Hannah Wilke: Gestures at The Neuberger Museum of Art
735 Anderson Hill Road
Purchase, New York
Running to January 25, 2009
Hannah Wilke’s Kinetic Aesthetic
"Gestures" is the perfect title for the Hannah Wilke exhibition at the Neuberger Museum of Art. Wilke’s sculpture allows us to imagine how she moved when creating her pieces, adding a kinetic aesthetic to her work. Wilke used a plethora of materials including clay, cookie dough, erasers, bubble gum, lint and latex. The very handling and shaping of the material leaves the essence of Wilke’s moves subliminally embedded in her work.
Wilke (1940-93), was a feminist art pioneer who created conceptual, abstract work strongly referencing the vaginal form. Included in the show are over 60 works that Wilke created from the early 1960’s to the late 1980’s. Her work politicizes female vulnerability and exposure and redefines a woman’s body as a something other than a beauty object.
Her own body was often her canvas. “S.O.S. Starification Object Series (Veil)” (1974), is a photograph of Wilke, bare breasted, head wrapped in a moolah with mouth covered, her chest and face dotted with small, delicate, clay vaginal forms. Wilke’s message reflects society’s double standard of woman as visual gratification with a silenced voice.
“Pink Champagne” (1975), is numerous flesh-colored latex petals fanning out horizontally from the center, posing surreal, multiple labia while doubling as liquid effervescence – hence the title. Small metal snaps dotting the piece are incongruent gravity points countering the “waviness.”
Gestures defined how Wilke worked not only with her sculpture but in her performance art.
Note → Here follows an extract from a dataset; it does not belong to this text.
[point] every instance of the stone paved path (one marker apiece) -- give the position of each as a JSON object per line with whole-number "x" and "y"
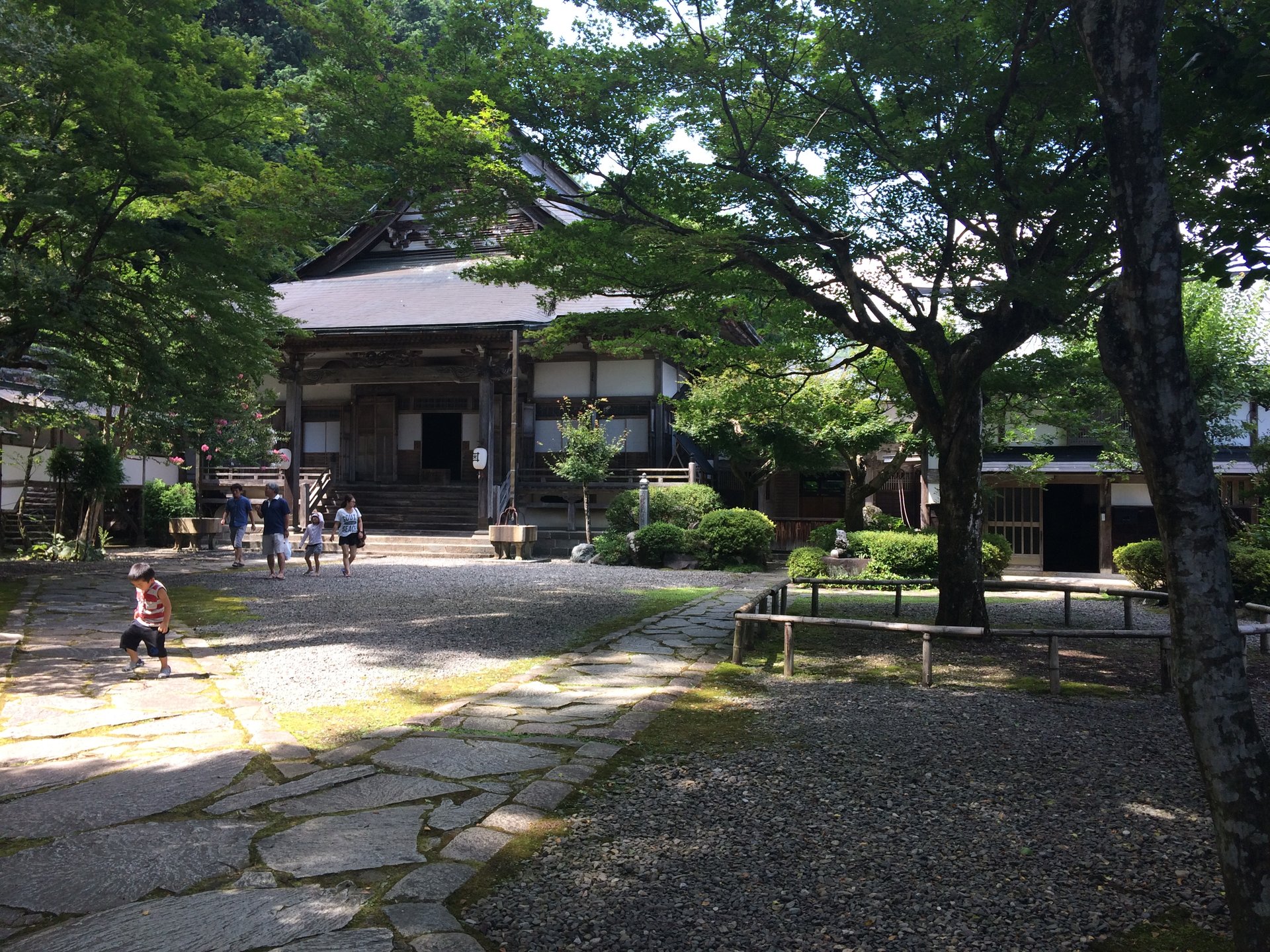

In the 1974 video “Gestures,” Wilke faces the camera and becomes a living sculpture: kneading rubbing and pulling at her skin as if remolding, or slowly, subtly changing facial expressions, and obliquely angling her head to abstraction. For Wilke, sculpture was never a static phenomenon. In “Early Box and Six Phallic and Excremental Sculptures” (1963), seven ceramic sculptures made from terracotta and plaster of Paris, are earthy, organic - you can just feel Wilke digging her fingers into the dense clay, working finer shapes that others
As part of the “S.O.S. Starification Object Series” Wilke experimented with chewing gum stuck on rice paper. Knowing that Wilke chewed to soften the gum, then handle and form it, moves her creative “gesture” to another dimension. That her saliva has been exorcised into these petrified, tiny gum pieces creates a sensory duet of the tactile ‘gooey’ and the taste of ‘sugary.’ These tiny shapes are at first androgynous objects but echo thick labia-like collars scarves.
The show has numerous floor works mounted on painted wood bases of all sizes - we are coaxed to look down, walk around, kneel and peak inside the folded forms.
In “The Red One” (1980’s), crimson ceramic pieces are on a red, five feet square wood base. The female genitalia forms are randomly placed as small boats in a monochromatic sea of indeterminate currents. Nearby, a larger floor form is “Chaya” (1984), the name of a bird Wilke adopted to fill the void of her mother’s death. The form, with one flap open, is now a burial vessel, an inner-sanctum for decomposing and evaporating into afterlife. The exterior is lavishly painted with broad red and pink brush jabs - a massive surface energy contrasting the quiet, inner dark space.
In 1987 Wilke was diagnosed with lymphoma and underwent extensive treatment including a bone marrow transplant. In the years before her death in 1993 her work had an international following with New York City shows at The Whitney Museum, Ronald Feldman Fine Arts, Sidney Janis Gallery. She was a recipient of numerous artist grants including the Pollock-Krasner Grants for Art in 1987 and 1992. In the last years of her life she created “B.C.” a series of watercolor self-portraits and “Brushstrokes,” drawings made from her own hair that fell out from chemotherapy.
Wilke is a tremendous reminder of some of the first, energized stirrings of America’s feminist art movement, an era defined by a brash new energy of female-centric messages. Her radical approach to women’s role as artists was widely embraced and is now, more than a generation later, part of the core of the creative, feminine landscape.
Abby Luby is a journalist in New York.